It's logical that Nintendo would test the waters with LAN gaming before going to full online games. See how many BBAs they sell, see what the reviews of the LAN system say, see how the customers like the game...
The cool thing is that Nintendo seems to want to use online gaming to actually ADD something to the game, not just use the basic boring idea of "more levels and patches because, well, the game wasn't exactly finished" or "play online multiplayer because you got no friends!"
But something like Animal Crossing... or Mario Party... hmmm...
Sort of like the GBA-link cable thing. They had functionality to do a lot of cool things with games for a long time, but it wasn't until they started doing cool and new things that 3rd parties started to look at the device differently. Zelda has the tingle-tuner, and now SplinterCell has the downloadable map (which is a really cool idea). Now that Nintendo has shown 3rd parties that you can incorporate it into an option yet highly useful game tool, more companies will use it.
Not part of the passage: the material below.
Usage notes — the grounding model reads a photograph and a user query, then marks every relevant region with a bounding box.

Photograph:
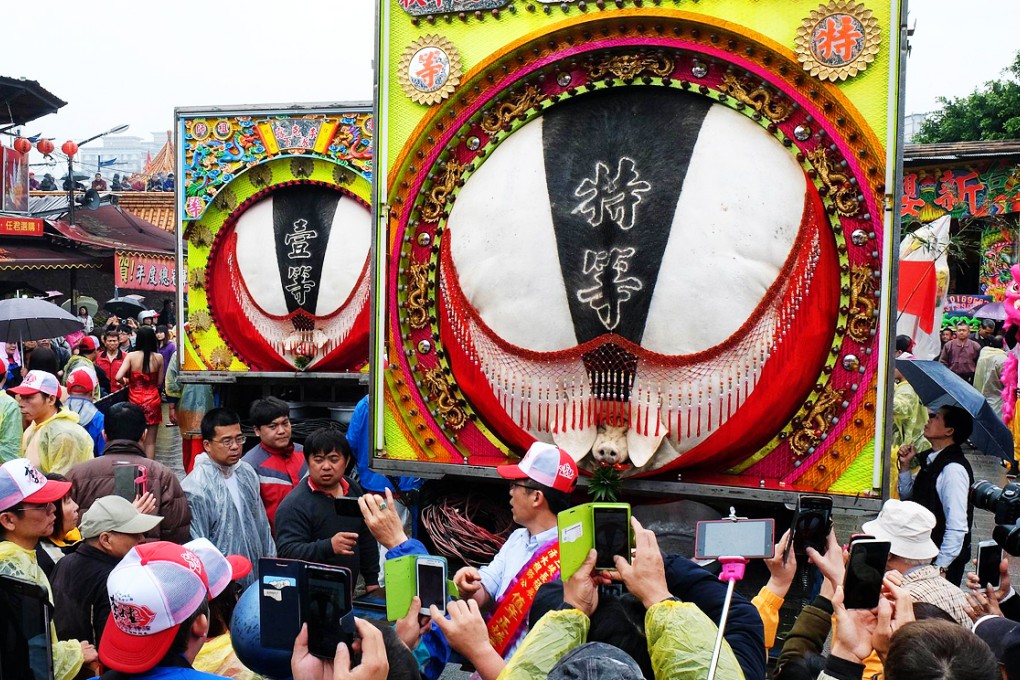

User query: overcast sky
[3,0,1017,154]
Just like with the BBA and Mario Kart -- they chose a really popular game (more popular than Zelda) to really push the LAN capabilities -- a party game with 8 karts on the road, all of which controlled by people! -- and encourage 3rd parties to go the extra mile in developing that part of the code. TS2 would've had LAN on GC if it came after MKDD, that's for sure.
The only problem is that the other 2 consoles don't really encourage anything, so developers are just as likely to bail on a promising cube project in order to release a crappy ps2 or xbox game, because they didn't want to compete with Nintendo. I don't entirely blame them, but it does tend to lead to lower-quality games.